К разобиженному трагику подошел Бурдин и участливо спросил:

— Обижают вас?

— Ужасно.

— Чем же именно?

— Дают играть роли не моего амплуа. Разве не нашлось у них кого-нибудь другого для изображения Митьки? Я не привык к таким мелким типам…

— А какие же роли вы считаете своими?

— Дон Сезар де-Базан, Дон-Карлос, Гамлет, Отелло…

— Но ведь, проживая в Рыбинске, вы больше видите Митек, чем Дон Сезар де-Базанов, Гамлетов и проч.

— То есть, как это в Рыбинске? — важно воскликнул трагик. — Я был и в Ярославле, Костроме, Нижнем…

— Вы меня не поняли… Я хочу сказать, что тип Митьки вам понятнее, нежели тип Гамлета.

— Я все отлично понимаю, не беспокойтесь… Митька мне не к лицу, потому что я по рождению салонист.
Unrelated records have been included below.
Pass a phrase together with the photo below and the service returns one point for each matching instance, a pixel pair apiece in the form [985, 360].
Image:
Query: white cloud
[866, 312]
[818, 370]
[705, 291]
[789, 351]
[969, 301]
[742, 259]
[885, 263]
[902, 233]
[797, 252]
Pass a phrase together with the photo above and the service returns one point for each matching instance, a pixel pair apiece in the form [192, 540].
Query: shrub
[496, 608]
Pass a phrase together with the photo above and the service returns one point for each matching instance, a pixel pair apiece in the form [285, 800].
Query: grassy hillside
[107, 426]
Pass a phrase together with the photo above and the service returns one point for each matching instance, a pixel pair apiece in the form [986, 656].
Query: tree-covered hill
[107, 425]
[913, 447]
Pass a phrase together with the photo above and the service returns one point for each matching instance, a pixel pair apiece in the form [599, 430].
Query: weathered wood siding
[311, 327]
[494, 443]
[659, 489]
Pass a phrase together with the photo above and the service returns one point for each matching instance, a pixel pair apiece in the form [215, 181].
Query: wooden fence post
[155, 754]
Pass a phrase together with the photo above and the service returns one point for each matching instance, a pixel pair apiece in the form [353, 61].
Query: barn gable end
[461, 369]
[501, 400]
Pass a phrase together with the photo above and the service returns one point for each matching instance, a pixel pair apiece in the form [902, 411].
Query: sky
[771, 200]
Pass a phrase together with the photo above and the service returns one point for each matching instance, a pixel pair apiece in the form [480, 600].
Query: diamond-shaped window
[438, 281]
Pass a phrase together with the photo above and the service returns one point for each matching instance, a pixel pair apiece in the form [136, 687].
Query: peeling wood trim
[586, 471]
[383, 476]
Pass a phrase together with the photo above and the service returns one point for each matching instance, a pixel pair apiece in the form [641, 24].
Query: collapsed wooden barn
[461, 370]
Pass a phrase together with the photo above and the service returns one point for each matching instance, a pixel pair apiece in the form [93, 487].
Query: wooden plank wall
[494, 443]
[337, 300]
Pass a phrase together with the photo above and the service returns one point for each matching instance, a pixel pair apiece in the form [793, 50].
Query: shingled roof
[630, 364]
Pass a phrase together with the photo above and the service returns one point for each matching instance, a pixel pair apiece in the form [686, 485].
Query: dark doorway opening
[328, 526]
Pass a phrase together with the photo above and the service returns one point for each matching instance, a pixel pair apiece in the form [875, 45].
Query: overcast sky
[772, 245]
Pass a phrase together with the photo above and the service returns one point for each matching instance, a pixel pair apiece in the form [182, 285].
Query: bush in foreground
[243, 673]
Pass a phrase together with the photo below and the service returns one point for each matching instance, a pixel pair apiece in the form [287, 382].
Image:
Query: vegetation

Слово «салонист» он производил от слова салон и выражения «салонные роли».

В другой раз он же с каким-то ожесточением начал порицать московских артистов.

— Позвольте, позвольте, — перебил его Бурдин. — Откуда вы нахватались таких нелепостей про московский славный театр?

— Это мнение всех московских театралов.

— Но где вы его почерпнули?

— «Но» в буфете…

В комедии «Любовь и предрассудок» я играл Сюлливана, Полторацкий — Фридерика.

В последнем акте, по своему обыкновению, он не обошелся без оговорки. Ему следовало сказать:

— Я должен был жениться на дочери известного негоцианта Дженкинса. Богатство баснословное, колоссальное…

Вместо этого Полторацкий выпалил скороговоркой:

— Я должен был жениться на дочери известного музыканта Дженкинса, если бы видели, какие у нее глаза бесподобные.